The Vatican has come under fire for interfering in Italian affairs after it raised an objection to a draft law that would criminalise violence and hate speech against LGBT people.

Politicians and activists have condemned the controversial and unprecedented intrusion as an unjustified ‘interference’ into another country’s internal affairs.

Vladimir Luxuria, a transgender activist and former MP, called the Vatican move ‘a dangerous attack on the secularity of the state. We are a democracy not a theocracy’.

The law which was approved in the lower house of parliament in November, but is blocked in the Senate, is opposed by conservative Catholics and the liberal right. Critics say the law named after its champion, MP Alessandro Zan of the centre-left Democratic Party, could require Catholic schools to adopt state-mandated lessons on tolerance and gender theory and those who express Catholic teaching on sexuality and gay marriage could be criminalised.

The Vatican expressed its concerns in a formal diplomatic communication known as a nota verbale, on June 17. The confidential letter claimed the law would violate the terms of the Lateran Pacts, which created the Vatican City State during Italian unification in the 19th century, and protects Catholics’ freedom of expression and organization.

Alessandro Zan defended his bill saying ‘The text does not in any way limit freedom of expression, as well as religious freedom… there can be no foreign interference in the prerogatives of a sovereign Parliament’.

While Pope Francis is the great hope for liberals and has a reputation for tolerance, under his leadership the Catholic church still will not endorse same sex unions. Last year, Pope Francis cited gender theory and its ‘dangerous’ aim of erasing distinctions between men and women, as an example of evil.

Attendees greet Pope Francis as he arrives to hold his weekly general audience at San Damaso courtyard in The Vatican (AFP via Getty Images)

The emergence of the letter has reignited grievances about the Vatican’s historically intertwined relationship with Italian politics and fuelled calls for the historic treaty with the Vatican to be abolished.

While the Vatican has often tried to use its soft power or moral suasion to influence Italian policy, this marks the first time the Vatican has called on that provision to object to a draft piece of legislation before it has been adopted.

Leftist politicians and campaigners said it was a cynical attempt to disrupt Italy’s parliamentary processes and called for an end to Italy’s agreement with the Vatican.

Riccardo Magi of the Radical More Europe group said it was ‘an event of unprecedented gravity in the never really clear relationship between Italy and the Vatican’ and called for the abolition of the treaty.

Nicola Fratoianni leader of the Italian Left party called it ‘an extremely serious interference in the independence of our Republic and in the secularism of the state’. The government and Parliament must act decisively, he said.

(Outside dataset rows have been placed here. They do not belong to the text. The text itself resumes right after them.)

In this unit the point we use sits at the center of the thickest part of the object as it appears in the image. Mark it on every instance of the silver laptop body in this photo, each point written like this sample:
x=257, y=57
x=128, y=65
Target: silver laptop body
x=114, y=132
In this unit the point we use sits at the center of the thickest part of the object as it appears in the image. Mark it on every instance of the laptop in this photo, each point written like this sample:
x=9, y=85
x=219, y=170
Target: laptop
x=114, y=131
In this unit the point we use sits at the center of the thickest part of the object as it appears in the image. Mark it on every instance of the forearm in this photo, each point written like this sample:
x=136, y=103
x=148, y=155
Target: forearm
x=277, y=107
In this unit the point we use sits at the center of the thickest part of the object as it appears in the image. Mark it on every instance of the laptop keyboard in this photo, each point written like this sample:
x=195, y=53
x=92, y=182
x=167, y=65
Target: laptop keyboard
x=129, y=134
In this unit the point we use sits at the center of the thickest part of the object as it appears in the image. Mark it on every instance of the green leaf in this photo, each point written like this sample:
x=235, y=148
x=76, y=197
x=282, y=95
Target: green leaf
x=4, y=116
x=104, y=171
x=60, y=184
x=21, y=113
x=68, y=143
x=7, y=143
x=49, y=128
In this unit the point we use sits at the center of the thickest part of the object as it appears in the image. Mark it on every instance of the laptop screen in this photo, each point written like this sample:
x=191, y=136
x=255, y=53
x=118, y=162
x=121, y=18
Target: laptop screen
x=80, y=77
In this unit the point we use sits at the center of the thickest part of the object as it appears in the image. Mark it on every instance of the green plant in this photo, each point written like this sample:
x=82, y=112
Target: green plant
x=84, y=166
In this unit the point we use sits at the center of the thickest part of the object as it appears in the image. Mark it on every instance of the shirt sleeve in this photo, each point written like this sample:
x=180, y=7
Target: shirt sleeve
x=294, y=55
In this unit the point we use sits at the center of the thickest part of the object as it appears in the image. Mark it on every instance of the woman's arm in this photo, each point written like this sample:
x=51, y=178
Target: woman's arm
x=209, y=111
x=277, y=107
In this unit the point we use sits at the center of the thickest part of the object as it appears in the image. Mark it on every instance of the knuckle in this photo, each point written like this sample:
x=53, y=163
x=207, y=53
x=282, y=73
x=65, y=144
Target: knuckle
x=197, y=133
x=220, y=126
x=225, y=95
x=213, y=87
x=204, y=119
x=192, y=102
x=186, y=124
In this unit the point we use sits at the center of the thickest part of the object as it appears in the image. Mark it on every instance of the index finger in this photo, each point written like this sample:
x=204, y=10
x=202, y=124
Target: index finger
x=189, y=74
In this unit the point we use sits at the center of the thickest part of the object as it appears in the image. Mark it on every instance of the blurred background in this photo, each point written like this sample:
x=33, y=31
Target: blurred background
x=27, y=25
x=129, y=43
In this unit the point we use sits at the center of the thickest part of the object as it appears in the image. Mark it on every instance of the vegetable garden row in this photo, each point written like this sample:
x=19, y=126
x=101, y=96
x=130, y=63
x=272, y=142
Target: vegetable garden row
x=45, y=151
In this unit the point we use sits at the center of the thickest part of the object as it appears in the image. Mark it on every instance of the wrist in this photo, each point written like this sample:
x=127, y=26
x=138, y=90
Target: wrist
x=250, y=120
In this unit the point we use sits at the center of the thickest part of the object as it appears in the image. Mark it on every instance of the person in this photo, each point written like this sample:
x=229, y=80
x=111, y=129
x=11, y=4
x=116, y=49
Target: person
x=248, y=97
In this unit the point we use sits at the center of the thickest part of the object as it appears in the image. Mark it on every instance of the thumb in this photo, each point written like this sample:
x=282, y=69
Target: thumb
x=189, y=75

Franco Grilini president of Gaynet said ‘The Vatican pretext for dictating laws to Italy and interfering with its political work is unacceptable. It is completely out of step with the times, of Europe and the international guidelines on hate crime and discrimination. ‘

But right wing parties who have tried to block the Zan bill, which they view as ‘divisive and ideological’ welcomed the Vatican’s intervention.

Matteo Salvini leader of the League, said the bill was a gag on freedom of expression.  ‘I thank the Vatican for their common sense,’ he wrote on Facebook. Mr Salvini has proposed an alternative which makes homophobia an aggravating factor in violent crime but does not provide any protection for transgender people.

Italy is behind other Western European countries when it comes to discrimination. According to a EU Commission survey in 2019 only 68 percent of Italians said that gay people should have equal rights compared to 98 percent in Sweden and 88 percent in Germany.